Remember, this story isn’t just a bit of history of Abraham and Sarah … the story of the ancestors of our faith some four thousand years ago. We can see this story in the headlines every day. And, we can see this story in our own lives … God's call upon Abraham's life is a call that's repeated to each one of us today. It is a call that challenges conventional wisdom, and yes, it feels counter-intuitive. Yet, God calls us to move beyond our fears … fear of the unknown that we can't control … fear of others who are different from us … and fear of powerlessness in the face of impossibilities. God calls us to trust … to include the stranger … and to face with confidence the unknown in our lives.
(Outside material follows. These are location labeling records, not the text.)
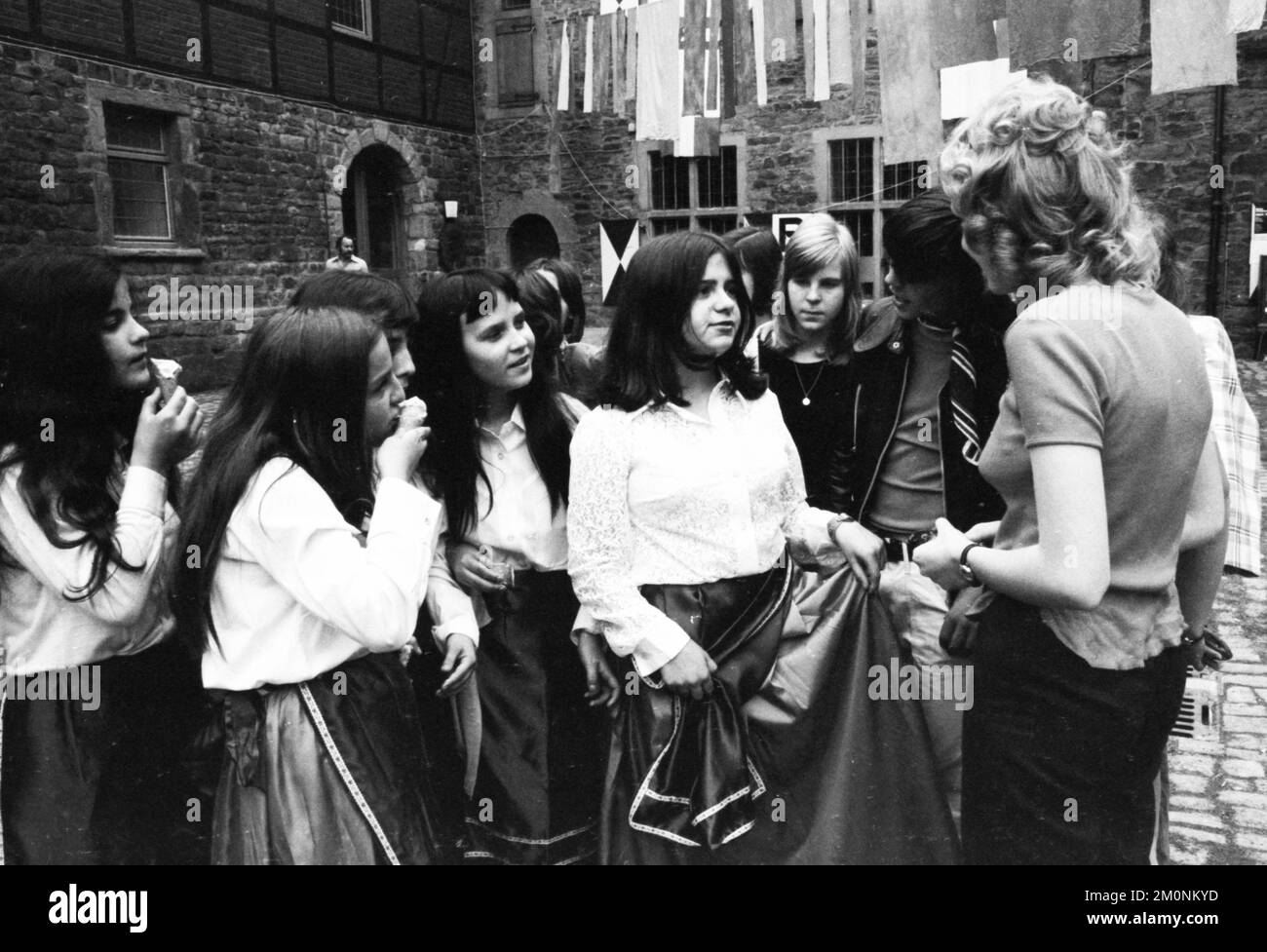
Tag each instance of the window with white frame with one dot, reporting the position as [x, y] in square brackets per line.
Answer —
[698, 194]
[863, 193]
[351, 17]
[138, 155]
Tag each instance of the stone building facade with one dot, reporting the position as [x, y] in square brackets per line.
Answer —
[218, 148]
[575, 169]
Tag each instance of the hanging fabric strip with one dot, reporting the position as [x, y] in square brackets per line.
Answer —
[962, 32]
[564, 100]
[822, 59]
[780, 30]
[695, 47]
[759, 52]
[659, 62]
[839, 50]
[1072, 32]
[587, 102]
[1245, 16]
[1191, 52]
[860, 21]
[908, 94]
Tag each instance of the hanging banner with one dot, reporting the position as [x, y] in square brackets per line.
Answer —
[1245, 16]
[588, 96]
[760, 49]
[1072, 32]
[840, 55]
[564, 100]
[963, 32]
[780, 30]
[784, 227]
[617, 244]
[1191, 52]
[659, 71]
[967, 88]
[908, 94]
[695, 46]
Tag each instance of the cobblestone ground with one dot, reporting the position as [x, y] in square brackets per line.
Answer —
[1219, 786]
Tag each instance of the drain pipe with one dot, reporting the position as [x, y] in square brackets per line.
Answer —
[1211, 269]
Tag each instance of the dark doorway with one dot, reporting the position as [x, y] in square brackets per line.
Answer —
[374, 210]
[531, 237]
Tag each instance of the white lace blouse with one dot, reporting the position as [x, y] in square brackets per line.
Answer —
[664, 496]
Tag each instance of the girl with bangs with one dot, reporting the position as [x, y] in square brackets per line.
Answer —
[87, 536]
[1111, 537]
[805, 351]
[687, 496]
[302, 584]
[503, 436]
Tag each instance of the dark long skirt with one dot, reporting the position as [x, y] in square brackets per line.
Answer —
[1059, 757]
[541, 747]
[788, 761]
[102, 785]
[325, 773]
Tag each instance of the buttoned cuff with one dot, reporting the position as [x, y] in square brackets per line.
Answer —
[146, 490]
[658, 650]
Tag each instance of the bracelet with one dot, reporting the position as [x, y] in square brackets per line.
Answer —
[836, 521]
[971, 576]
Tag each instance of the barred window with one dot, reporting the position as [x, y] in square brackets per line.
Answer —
[863, 193]
[706, 187]
[137, 160]
[351, 16]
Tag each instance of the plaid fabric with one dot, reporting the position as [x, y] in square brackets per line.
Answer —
[1236, 431]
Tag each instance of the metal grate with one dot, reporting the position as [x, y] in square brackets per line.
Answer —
[1200, 713]
[852, 164]
[350, 14]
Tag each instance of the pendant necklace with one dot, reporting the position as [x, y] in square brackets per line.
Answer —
[805, 394]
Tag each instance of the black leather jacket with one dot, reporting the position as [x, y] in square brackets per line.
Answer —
[881, 362]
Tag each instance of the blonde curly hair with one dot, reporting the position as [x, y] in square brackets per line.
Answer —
[1044, 191]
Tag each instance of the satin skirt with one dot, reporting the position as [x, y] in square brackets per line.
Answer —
[325, 773]
[108, 785]
[543, 747]
[789, 760]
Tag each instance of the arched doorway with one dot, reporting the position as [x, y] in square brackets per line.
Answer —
[374, 209]
[531, 237]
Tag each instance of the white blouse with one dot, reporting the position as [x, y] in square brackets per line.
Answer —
[39, 628]
[664, 496]
[295, 591]
[516, 525]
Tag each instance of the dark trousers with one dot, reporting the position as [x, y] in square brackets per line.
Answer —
[1059, 757]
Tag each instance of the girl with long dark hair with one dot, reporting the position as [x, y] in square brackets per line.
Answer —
[687, 495]
[87, 536]
[303, 581]
[501, 464]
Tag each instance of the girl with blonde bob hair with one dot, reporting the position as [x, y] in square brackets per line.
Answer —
[820, 245]
[1110, 544]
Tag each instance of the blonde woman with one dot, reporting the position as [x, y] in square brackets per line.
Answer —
[805, 350]
[1113, 493]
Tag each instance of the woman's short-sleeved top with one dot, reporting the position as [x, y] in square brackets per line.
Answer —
[1116, 368]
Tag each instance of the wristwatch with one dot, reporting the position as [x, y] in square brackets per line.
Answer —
[970, 576]
[836, 521]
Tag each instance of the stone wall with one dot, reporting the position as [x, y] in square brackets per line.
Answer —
[254, 187]
[571, 168]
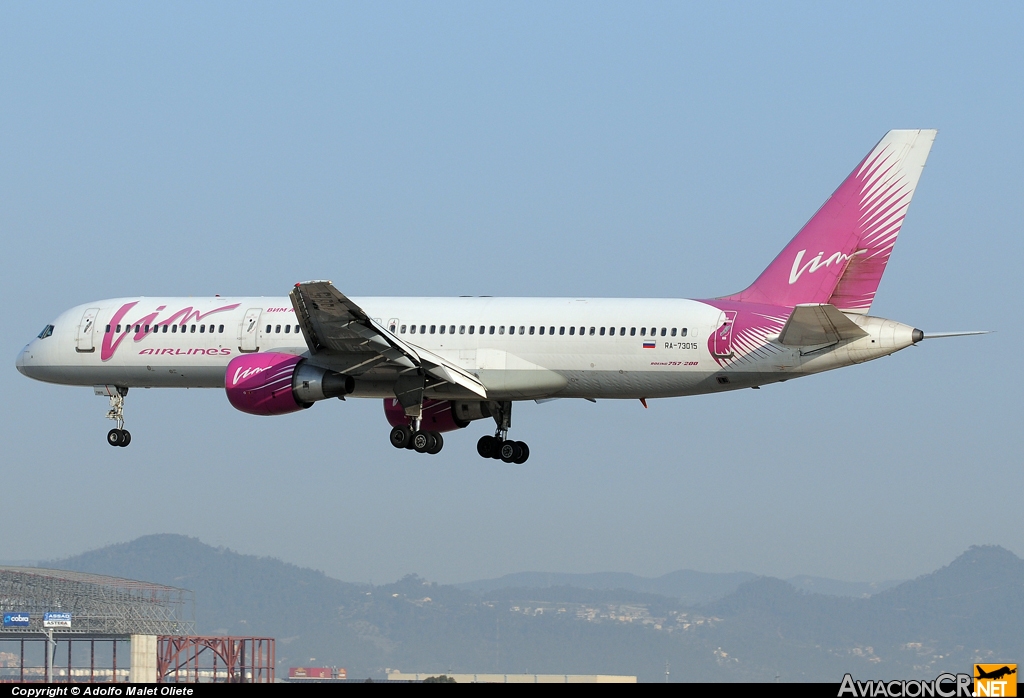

As we journey through our Lent … as each of participates in our own Lenten discipline … I invite you to ponder how God is calling you to live into a life that goes beyond your fears. During this Lent … in the midst of a tragic crisis that will affect us all … open your hearts and souls to the stranger who is our neighbor thousands of miles away … face the fears you have of your own security so you can provide safety for another … and seek a faith that believes in the impossible.
In these uncertain times for the people of Ukraine … and all of us around the world … I end with a "A Prayer of Unknowing" by Thomas Merton,
My Lord God, I have no idea where I am going. I do not see the road ahead of me. I cannot know for certain where it will end. Nor do I really know myself, and the fact that I think I am following Your will does not mean that I am actually doing so. But I believe that the desire to please You does in fact please You. And I hope I have that desire in all that I am doing. I hope that I will never do anything apart from that desire. And I know that, if I do this, You will lead me by the right road, though I may know nothing about it. Therefore I will trust You always though I may seem to be lost and in the shadow of death. I will not fear, for You are ever with me, and You will never leave me to face my perils alone. Amen.